What jerryy said.
Couple more ideas: putting color filters in front of the lens can help. There are "straw" filters that look very pale yellow, which knock out the shortest blue wavelengths without changing most subjective colors much. Maybe somebody also makes a filter that knocks out the longest reds, also without changing colors much.
And, if you can play a little with composition -- I mean, if your subject lends itself to this -- you can orient the edges with the biggest brightness contrast to be radial in your image, rather than circumferential. Chromatic aberration only happens radially with respect to the optical axis (e.g. the photo center if it's not cropped.

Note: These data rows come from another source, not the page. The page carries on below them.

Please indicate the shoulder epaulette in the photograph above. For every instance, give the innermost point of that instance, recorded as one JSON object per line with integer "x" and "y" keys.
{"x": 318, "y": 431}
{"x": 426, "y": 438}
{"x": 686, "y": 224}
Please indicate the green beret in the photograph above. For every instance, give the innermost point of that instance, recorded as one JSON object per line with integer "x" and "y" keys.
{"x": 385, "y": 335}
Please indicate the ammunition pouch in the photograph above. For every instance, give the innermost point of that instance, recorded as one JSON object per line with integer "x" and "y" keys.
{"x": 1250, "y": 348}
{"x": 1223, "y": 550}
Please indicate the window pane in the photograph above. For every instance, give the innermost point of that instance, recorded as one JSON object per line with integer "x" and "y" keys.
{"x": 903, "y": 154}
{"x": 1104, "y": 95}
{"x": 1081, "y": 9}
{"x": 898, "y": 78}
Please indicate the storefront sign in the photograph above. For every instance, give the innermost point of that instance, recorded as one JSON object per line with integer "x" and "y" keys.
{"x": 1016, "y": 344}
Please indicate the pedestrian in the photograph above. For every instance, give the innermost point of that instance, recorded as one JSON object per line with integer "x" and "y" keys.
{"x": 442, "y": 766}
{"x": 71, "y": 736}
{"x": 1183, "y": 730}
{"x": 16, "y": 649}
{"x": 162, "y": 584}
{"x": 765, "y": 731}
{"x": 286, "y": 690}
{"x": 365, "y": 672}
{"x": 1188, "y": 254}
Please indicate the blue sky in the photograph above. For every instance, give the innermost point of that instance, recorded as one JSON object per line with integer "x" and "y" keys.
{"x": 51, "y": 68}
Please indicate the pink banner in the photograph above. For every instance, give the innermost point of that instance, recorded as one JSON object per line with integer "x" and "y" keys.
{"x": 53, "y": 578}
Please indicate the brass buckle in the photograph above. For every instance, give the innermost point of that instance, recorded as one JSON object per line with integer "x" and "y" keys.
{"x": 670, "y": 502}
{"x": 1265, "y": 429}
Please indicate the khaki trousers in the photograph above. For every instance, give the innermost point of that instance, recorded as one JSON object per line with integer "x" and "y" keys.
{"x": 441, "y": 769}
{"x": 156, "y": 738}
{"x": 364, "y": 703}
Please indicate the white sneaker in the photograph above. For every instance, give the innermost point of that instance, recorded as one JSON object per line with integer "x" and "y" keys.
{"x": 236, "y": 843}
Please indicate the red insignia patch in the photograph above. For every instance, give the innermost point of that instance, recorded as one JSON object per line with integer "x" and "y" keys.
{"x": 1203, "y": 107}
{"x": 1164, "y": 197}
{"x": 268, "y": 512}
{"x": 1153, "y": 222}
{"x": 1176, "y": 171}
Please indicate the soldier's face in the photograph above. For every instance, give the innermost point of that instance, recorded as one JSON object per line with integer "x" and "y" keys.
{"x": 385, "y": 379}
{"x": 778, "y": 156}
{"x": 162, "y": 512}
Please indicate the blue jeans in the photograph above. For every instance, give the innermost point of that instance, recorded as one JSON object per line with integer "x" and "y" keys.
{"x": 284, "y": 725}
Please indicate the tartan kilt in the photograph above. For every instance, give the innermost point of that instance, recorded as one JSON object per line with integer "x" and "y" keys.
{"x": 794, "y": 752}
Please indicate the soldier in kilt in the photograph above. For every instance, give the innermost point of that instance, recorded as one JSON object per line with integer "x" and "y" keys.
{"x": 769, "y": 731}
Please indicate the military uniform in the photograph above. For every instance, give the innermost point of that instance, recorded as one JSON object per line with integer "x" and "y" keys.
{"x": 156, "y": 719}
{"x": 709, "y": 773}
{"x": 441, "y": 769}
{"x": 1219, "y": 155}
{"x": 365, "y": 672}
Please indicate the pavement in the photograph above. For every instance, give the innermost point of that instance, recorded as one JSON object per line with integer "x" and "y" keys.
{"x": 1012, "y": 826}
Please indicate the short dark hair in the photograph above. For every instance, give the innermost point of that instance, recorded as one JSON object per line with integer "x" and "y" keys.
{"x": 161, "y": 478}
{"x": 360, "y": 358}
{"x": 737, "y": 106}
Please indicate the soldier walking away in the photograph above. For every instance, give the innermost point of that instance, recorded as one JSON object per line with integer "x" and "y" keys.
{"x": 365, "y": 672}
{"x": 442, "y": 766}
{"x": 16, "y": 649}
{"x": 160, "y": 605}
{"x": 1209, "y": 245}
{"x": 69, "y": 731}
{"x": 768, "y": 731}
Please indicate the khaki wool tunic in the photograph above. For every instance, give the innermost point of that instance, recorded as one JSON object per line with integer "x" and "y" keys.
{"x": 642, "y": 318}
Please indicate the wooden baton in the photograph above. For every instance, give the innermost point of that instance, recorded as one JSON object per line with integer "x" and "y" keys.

I *think* there are many optical systems that are achromatic, specifically being corrected for two widely spaced wavelengths, that will tend to have green versus purple (red + blue) fringes. Picture a graph of the effective focal length as a function of wavelength, and these systems will be a smile or a frown. For some purposes (such as astrophotography) you can get much fancier and more costly optical systems that are apochromatic, corrected for three wavelengths, whose graph will slope up-down-up or down-up-down. Going beyond that, systems based entirely on mirrors have no chromatic aberration. I guess -- don't know this for sure -- that camera lenses using both mirrors and refraction, catadioptric lenses, could have less chromatic aberration than lenses without mirrors. These are generally fixed focal length, fixed aperture lenses. There are some 3rd party ones available for Fuji X, though I don't remember seeing any that are autofocus.